Ada Statement ‘Kontroversial’ Kasatreskrim Polres Pgk
Pangkalpinang Aspirasipos.com — Dalam dua hari ini publik di Pangkalpinang disajikan dua versi berita yang viral di sosial media perihal adanya dugaan tindak asusila -yang menurut isi berita tadi- ditengarai dilakukan oleh oknum Polisi, Bripka ES (Polres Pangkalpinang), Jumat 13\08\2021.
Walau isi berita minus keterangan dari sumber utama berita (diduga pelaku dan diduga korban) justru tidak dimasukan dalam narasi berita, berita tersebut kadung menyedot atensi publik. Babak selanjutnya malah timbul berita lain. Kali ini berupa bantahan dari Kasatreskrim Polres Pangkalpinang, AKP Adi Putra terkait informasi berita dugaan tindakan asusila oleh oknum tadi.
Adi putra diketahui mengeluarkan pernyataan lewat beberapa media yang isinya membantah keseluruhan narasi, info kejadian, terutama memprotes kata “perkosa” yang menurutnya secara eksplisit telah menuding Korps Kepolisian.
Dengan situasi dua judul berita saling silang pendapat, redaksi Aspirasipos berinisiatif untuk meminta pendapat ke Wakil Ketua Dewan Pers, Hendri CH Bangun, mengenai apa saran bagi media yang menerima statement dari narasumber dan tidak mencantumkan narsum lain sebagai bentuk coverboth, tapi tetap dishare ke publik.

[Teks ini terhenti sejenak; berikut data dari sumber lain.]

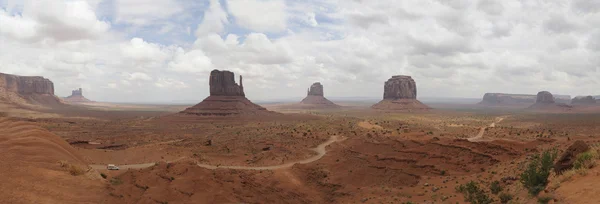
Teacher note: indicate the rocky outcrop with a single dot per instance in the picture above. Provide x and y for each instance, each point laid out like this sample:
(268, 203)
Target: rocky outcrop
(400, 87)
(544, 97)
(77, 97)
(500, 99)
(26, 84)
(400, 93)
(226, 98)
(315, 99)
(222, 83)
(583, 100)
(566, 161)
(27, 90)
(545, 102)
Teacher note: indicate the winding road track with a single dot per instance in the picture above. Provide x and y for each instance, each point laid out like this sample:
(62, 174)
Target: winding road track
(320, 150)
(479, 136)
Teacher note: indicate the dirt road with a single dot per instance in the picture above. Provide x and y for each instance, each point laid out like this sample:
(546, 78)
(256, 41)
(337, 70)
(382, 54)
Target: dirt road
(320, 150)
(479, 136)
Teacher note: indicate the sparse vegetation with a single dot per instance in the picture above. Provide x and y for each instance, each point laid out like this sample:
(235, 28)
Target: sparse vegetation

Hendri CH Bangun berpendapat bahwa menyoal adanya penulisan berita dengan isi konten level high risk seharusnya berita ditulis secara berimbang. “Apalagi kalau berpotensi merugikan nama baik seseorang,” tulis Hendri lewat pesan whatsapp di Kamis malam.
Bidikan UU ITE, Hendri Ingatkan MoU Kapolri dan Dewan Pers
Konfirmasi kedua yang dilayangkan wartawan ke Hendri adalah, pertanyaan mengenai rencana penggunaan UU ITE pada produk jurnalistik dari berita pertama yang diniliai bermasalah.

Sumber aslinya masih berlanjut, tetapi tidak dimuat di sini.